• Please review our updated Terms and Rules here

Disintegrating Air Intake/Fan Filter Cloth

Lorne

Veteran Member
Joined
Jul 27, 2008
Messages
1,164
Location
Chandler, AZ, USA
For those who have found that 25 year old black/brown filter material inside their computers (usually used as an air intake filter), that just seems to disintegrate in your fingers, I've found a replacement that is almost identical, if not identical to the original stuff.

It is: Natural Aire Foam (model KK500), manufacturered by Flanders Precision Aire. I got it at Ace Hardware. It's about $ 7 for a 15" x 24" sheet that you simply cut to size.

I've found the stuff used on an Altos 8000 intake grille, Altos 5/15 intake grille, Osborne Executive fan, and a Kaypro 10 fan. I'm sure it was used on a whole bunch more.
 
Ah yes, DEC loved that stuff, it would seem. The more dense stuff they used to plug gaps in power supplies and cable clips is just as bad, if not worse. Left to its own devices, it just turns to dust. Trying to clean it up with damp cloth turns it into quite an effective black paint ;-)

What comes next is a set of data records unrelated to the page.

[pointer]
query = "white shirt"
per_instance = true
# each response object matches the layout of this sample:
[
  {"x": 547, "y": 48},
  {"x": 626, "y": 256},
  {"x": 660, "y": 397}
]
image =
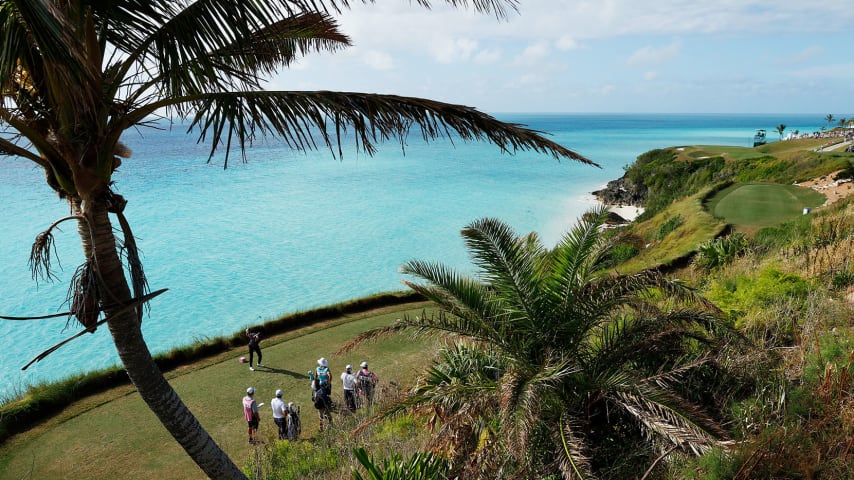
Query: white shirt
[
  {"x": 279, "y": 407},
  {"x": 349, "y": 381}
]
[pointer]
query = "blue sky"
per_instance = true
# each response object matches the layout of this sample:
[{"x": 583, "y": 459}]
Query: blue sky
[{"x": 691, "y": 56}]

Reminds me though: there's apparently a specialist foam shop around the corner from me. Must go see if they can get me some of this stuff for my RL02s before my tattered sample pieces totally disintegrate!
 
I've got equipment where the black foam was used as a sound-deadener. What a mess!

I found that the easiest way to clean it up was to use warm water and detergent; the goo that holds it on generally responds to mineral spirits/paint thinner.

As a replacement sound deadener, has anyone tried this stuff?
 
I've got equipment where the black foam was used as a sound-deadener. What a mess!

I found that the easiest way to clean it up was to use warm water and detergent; the goo that holds it on generally responds to mineral spirits/paint thinner.
Almost forgot about that particular application. I have a short rack with two great slabs of the stuff in the side panels. I really ought to get that out before the particles start getting into things that certainly won't agree with them. As you say, even when the foam's off you have that lovely layer of adhesive to deal with. I do have a big bottle of thinners somewhere though - thanks for the tip!

As a replacement sound deadener, has anyone tried this stuff?
I reckon that'd be just the ticket. I'd imagine there's an optimum density and composition for sound deadening, so buying stuff which is sold specifically for the purpose would make sense (although something tells me there'd probably be a premium price attached).
 
filters & dampening

filters & dampening

If you don't care what the replacement filter looks like, you can by register filters at the hardware store (they're white) and trim them to size. They're nice and cheap, and don't disintegrate.

There's some stuff called DynaMat which is used in speaker dampening, http://www.crutchfield.com/S-u4uYUKdqOTh/p_15421100/Dynamat-DynaPad.html
although you can get it other places.
patscc
 
I found that the easiest way to clean it up was to use warm water and detergent; the goo that holds it on generally responds to mineral spirits/paint thinner.

I've found that a vacuum cleaner does the trick. It breaks the foam apart and sucks it up :) I hope that it doesn't screw with my vacuum.. but I'm not that worried about it.